Some possible benefits to doing zazen…

A mourning dove, taking a break.

A mourning dove, taking a break.

Back when I first started going to the zendo, I had a funny experience.

I got to the zendo a bit early, as usual, settled onto a cushion and began zazen. I sat for maybe fifteen minutes before the opening bell rang, and we got up to do the first round of kinhin, or walking meditation. We walk in kind of a long, skinny oval, threading our way through the ground floor of a building that’s about as narrow as a New York building can be.

As I came around the curve on one end, I noticed that Roshi was there, walking at the end of the line, a few people behind me. I hadn’t noticed him, and it sort of shocked me, to see him all of a sudden like that; I knew who he was, but I had never seen him in person before. And then I noticed that, upon seeing him, I felt guilty. Immediately I understood that I felt guilty because I had been thinking about something unrelated to zazen, something having to do with work, probably, thinking very hard about it and not really meditating at all. And then I realized that I had been unconsciously assuming that being a Zen master conferred some kind of psychic power, and that he was reading my mind at that very moment.

I laughed at myself, and reassured myself that practicing Zen doesn’t somehow give you ESP.

But you know, I’m not so sure. I often have the feeling, while listening to Roshi give a talk (called a teisho), that he’s reading my mind and speaking directly to me. This must be a skill developed by long practice at being a teacher, and also that direct mind-to-mind communication that is the heart of Zen. But often, it seems like it’s more than that.

One day last spring, as I walked down to the zendo for a teisho, I was thinking about mourning doves. There’s a pair that lives on my block, and sometimes they sit on my fire escape, to taunt my cats, I think. That week, they were back from wherever they spend their winters. I love mourning doves. They’re the pigeon-shaped birds that are a lovely sort of clay color, much shyer than pigeons, and they have a distinctive call that I remember from earliest childhood. I was seriously giving these birds a lot of thought, as I walked. Then I arrived at the zendo, and got into my robes, and we did zazen, and then kinhin, and then settled down at last for teisho. And the very first thing Roshi mentioned, after he read the text at the beginning, was that they had all noticed, up at the monastery upstate, that the mourning doves were back, and how glad they were, because that meant spring. And one part of me was completely unsurprised, in fact knew that that would be the first thing he talked about. And another part of my mind was just a bit boggled.

Audio clip: Adobe Flash Player (version 9 or above) is required to play this audio clip. Download the latest version here. You also need to have JavaScript enabled in your browser.


(Press play to hear what a mourning dove sounds like.)

I suppose it’s not that remarkable that two people would be thinking about the same species of bird, in the springtime.
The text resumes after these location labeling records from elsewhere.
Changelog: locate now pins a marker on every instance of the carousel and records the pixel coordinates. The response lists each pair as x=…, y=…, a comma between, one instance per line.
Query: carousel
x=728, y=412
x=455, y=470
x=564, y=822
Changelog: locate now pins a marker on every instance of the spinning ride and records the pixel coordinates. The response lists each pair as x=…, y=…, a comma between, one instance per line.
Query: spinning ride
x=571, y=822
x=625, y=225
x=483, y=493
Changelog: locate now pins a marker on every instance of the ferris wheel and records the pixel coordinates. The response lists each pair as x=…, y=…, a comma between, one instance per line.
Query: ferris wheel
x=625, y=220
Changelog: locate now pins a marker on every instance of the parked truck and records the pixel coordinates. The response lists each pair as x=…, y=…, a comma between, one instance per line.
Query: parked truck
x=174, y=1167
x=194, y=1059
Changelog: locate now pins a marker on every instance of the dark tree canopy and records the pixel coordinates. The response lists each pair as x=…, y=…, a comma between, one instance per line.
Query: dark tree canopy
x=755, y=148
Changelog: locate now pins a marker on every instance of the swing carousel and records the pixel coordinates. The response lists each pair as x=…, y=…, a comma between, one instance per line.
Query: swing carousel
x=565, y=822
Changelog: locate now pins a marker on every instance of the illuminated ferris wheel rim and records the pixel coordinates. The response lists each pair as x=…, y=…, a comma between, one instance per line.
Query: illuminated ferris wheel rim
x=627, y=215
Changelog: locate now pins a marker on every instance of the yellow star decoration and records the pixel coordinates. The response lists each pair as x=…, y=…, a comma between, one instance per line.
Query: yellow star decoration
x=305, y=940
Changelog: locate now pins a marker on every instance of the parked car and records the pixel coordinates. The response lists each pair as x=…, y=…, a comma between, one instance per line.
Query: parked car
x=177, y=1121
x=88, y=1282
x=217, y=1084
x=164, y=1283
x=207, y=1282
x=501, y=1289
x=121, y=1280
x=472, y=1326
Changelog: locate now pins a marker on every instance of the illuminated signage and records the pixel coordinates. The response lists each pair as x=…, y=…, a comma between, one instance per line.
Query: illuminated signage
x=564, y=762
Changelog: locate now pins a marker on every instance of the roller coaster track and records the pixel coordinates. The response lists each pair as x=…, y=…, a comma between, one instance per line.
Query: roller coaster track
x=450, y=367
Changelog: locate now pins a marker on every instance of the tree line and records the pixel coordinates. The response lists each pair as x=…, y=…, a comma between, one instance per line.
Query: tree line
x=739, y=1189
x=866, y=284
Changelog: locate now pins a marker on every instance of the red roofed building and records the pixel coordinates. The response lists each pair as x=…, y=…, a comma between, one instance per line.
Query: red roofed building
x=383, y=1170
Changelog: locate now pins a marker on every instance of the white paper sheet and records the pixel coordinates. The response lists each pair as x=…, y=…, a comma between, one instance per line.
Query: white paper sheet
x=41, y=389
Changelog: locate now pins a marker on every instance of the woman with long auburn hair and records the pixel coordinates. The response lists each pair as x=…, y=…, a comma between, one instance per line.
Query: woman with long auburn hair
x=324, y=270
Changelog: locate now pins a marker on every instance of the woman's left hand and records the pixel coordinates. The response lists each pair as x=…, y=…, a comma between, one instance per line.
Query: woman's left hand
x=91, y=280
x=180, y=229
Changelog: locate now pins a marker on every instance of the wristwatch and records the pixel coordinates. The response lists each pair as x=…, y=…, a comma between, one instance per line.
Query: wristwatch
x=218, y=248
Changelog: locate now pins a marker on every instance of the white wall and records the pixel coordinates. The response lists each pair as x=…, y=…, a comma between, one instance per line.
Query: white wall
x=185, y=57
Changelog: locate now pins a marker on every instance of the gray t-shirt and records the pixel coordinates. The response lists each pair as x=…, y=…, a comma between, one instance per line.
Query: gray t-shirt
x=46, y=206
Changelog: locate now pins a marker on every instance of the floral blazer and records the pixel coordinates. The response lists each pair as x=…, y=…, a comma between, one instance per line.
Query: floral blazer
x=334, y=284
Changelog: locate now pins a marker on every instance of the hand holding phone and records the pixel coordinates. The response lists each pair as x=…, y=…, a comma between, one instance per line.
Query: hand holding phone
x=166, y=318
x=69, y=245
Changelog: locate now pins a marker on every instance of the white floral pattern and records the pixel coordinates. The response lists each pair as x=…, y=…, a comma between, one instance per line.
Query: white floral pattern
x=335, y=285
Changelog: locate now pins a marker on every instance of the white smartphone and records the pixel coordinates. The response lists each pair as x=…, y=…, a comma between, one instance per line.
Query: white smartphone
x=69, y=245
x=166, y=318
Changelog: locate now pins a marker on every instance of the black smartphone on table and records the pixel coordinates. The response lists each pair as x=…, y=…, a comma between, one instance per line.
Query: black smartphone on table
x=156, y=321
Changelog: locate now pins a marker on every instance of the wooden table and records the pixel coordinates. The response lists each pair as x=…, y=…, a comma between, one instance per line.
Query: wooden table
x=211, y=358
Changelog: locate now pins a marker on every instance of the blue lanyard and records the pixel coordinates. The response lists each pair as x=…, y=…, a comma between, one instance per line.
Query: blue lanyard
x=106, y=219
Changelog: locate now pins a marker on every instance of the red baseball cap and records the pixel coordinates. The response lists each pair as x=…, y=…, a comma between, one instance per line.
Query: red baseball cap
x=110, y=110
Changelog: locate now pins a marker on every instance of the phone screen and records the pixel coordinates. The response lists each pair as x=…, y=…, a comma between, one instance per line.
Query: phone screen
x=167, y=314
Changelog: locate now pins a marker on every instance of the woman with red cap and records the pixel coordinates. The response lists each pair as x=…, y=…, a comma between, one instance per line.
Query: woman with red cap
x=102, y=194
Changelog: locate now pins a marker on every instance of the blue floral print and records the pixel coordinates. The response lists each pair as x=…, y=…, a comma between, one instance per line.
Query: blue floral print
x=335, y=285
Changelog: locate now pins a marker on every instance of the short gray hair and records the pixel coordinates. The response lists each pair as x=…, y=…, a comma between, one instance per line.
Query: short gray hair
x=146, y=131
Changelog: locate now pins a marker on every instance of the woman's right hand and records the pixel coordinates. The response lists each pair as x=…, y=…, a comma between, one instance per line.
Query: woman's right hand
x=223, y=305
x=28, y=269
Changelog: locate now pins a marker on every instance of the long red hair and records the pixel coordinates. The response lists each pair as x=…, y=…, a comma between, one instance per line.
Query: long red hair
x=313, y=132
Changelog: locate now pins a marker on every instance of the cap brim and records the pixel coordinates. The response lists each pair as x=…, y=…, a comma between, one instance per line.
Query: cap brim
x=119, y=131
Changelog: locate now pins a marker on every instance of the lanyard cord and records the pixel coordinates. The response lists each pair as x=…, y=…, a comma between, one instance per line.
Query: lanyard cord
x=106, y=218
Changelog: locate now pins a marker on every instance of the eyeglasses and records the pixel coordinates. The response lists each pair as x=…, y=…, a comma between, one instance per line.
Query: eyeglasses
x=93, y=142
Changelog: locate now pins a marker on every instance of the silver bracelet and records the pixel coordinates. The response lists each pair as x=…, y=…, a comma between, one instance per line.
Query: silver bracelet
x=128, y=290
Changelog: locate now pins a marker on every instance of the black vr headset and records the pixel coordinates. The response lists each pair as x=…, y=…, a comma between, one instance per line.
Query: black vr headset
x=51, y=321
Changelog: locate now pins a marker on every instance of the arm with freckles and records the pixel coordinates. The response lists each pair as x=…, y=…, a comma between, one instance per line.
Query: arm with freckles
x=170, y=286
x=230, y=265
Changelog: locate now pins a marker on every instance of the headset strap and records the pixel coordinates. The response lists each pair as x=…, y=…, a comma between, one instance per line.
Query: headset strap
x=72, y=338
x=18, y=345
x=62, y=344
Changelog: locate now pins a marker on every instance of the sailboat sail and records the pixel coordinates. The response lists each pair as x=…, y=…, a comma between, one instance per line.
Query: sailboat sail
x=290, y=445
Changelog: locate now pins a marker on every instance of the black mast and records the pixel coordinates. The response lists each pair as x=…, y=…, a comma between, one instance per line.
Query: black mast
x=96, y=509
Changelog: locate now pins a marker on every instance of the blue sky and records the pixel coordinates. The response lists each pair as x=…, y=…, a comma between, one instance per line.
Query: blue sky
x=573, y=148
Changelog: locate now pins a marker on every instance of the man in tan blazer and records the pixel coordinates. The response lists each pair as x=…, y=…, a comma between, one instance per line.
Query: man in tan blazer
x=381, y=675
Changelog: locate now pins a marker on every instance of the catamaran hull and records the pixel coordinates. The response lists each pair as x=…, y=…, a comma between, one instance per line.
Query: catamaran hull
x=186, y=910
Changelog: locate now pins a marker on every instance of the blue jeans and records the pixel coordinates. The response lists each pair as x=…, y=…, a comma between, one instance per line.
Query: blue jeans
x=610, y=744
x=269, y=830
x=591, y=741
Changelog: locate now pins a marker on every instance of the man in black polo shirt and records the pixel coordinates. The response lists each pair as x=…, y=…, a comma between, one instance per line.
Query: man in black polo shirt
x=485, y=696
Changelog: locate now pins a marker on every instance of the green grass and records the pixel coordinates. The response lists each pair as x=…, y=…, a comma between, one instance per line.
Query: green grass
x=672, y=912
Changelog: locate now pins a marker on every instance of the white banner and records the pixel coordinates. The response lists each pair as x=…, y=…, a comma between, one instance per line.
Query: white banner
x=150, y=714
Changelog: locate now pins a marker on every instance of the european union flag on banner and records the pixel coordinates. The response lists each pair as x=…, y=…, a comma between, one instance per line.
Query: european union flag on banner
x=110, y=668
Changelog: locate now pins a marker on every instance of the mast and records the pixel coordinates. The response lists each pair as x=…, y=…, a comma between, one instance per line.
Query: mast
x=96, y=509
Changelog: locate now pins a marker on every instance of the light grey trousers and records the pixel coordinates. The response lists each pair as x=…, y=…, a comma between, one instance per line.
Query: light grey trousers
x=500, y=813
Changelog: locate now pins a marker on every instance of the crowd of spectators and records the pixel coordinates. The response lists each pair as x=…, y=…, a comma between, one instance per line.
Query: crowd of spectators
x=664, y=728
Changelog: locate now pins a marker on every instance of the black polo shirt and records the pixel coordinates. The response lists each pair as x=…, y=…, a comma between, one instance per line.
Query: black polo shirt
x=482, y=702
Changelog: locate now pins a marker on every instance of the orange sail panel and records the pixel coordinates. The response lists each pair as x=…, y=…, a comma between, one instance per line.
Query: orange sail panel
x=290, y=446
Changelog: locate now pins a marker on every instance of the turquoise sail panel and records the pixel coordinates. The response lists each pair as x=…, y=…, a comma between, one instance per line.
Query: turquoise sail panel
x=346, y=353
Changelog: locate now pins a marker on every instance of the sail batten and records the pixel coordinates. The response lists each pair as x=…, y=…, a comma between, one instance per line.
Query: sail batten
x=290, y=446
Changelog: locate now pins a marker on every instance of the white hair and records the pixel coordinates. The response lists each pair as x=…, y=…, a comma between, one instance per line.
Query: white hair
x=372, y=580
But this sort of coincidence happens all the time. Someone at the zendo told a story recently, in which Roshi had talked about how even the placement of the stamp on a letter was important, and then the next day someone arrived at the monastery for a long study period, and mentioned that they knew this monastery was the place where they wanted to study because of how carefully the stamp was placed on the letter they’d received in response to their inquiry.

I’m not saying anyone’s psychic. I’m just sayin’.

Often, now, at the bookstore where I work, if I’m not trying to do this, I know what book someone’s looking for before they ask for it. I don’t mean just the obvious ones, the people who just got finished watching Oprah and want whatever book she was featuring that day. I mean more obscure titles. I don’t think I’m reading their minds; I think my mind has stilled enough that I’m more observant now than I’ve ever been before. I’m paying attention even when I don’t realize it. A couple came up to the desk the other day, and I was looking up “Bartleby the Scrivener” for them before they even spoke to me. I swear I hadn’t heard any of their conversation, but I must have been listening to them unconsciously, and remembered what they were talking about. Not only am I more able now to notice what I’m thinking; now I’m noticing what other people are thinking.

I promise to use my powers only for good.